Светлый фон

Он утер сопли и сплюнул.

– Кто его не любил?

Он задумчиво повел плечами, вздохнул:

– С меня хватит.

Подошел ко мне, замер, взглянул мне в глаза:

– Вот.

Что он мне вручал? Его ладони были пусты. Он снова вздохнул, снял сандалии, плащ, тунику. Раздевшись донага, добавил:

– Оставляю все это тебе.

Его печальное тело казалось хрупким пристанищем членика, этого птенца, который пугливо съежился в волосяном гнезде. В наготе юноши не было ничего чувственного, она была отказом от какой бы то ни было защитной оболочки. Больше не обращая на меня внимания, он понуро побрел из зверинца. Костлявый, но с упругими ягодицами; казалось, эти крупные ступни и кисти рук развились сами по себе, отдельно от тщедушного тела. Через неприметную дверцу он вышел на улицу. Я поднялся на откос, чтобы проводить его взглядом.
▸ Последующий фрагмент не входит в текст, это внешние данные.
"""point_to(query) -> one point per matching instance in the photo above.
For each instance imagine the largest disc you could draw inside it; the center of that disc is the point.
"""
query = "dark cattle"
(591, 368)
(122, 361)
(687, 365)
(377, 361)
Он шел среди жителей Бавеля. Прохожие делали вид, что не обращают на него внимания, и слегка отстранялись, пропуская. Никто не остановил его. Никто не окликнул. Никто не был смущен его видом. Это безразличие было оправданием его отчаянию. Он трижды сказал, что с него хватит. Зачем жить в мире, где никто ни на кого не обращает внимания? В городе, который продолжает жить после публичной казни невиновного. Я потерял юношу из вида, когда тот свернул за угол.

Роко сильно ударил меня лапой, когда в дальнем конце зверинца кто-то появился. Я подхватил плащ, накинул его, поторопился к двери и вошел в темницу. Прежде чем захлопнуть дверь, я оттолкнул Роко, велев ему ждать меня.

 

За дверью я подобрал факел, оставленный сообщником Гавейна, принялся осторожно обследовать тюремные помещения и обнаружил множество тупиков, переходов и мертвых углов; выбраться из этого лабиринта было непросто. Сгибаясь под низким сводом и путаясь в складках тяжелого одеяния, я понимал, насколько эта нелепая архитектура угнетает стражников: они были первыми узниками этой тюрьмы, им изо дня в день не хватало свежего воздуха, света и простора.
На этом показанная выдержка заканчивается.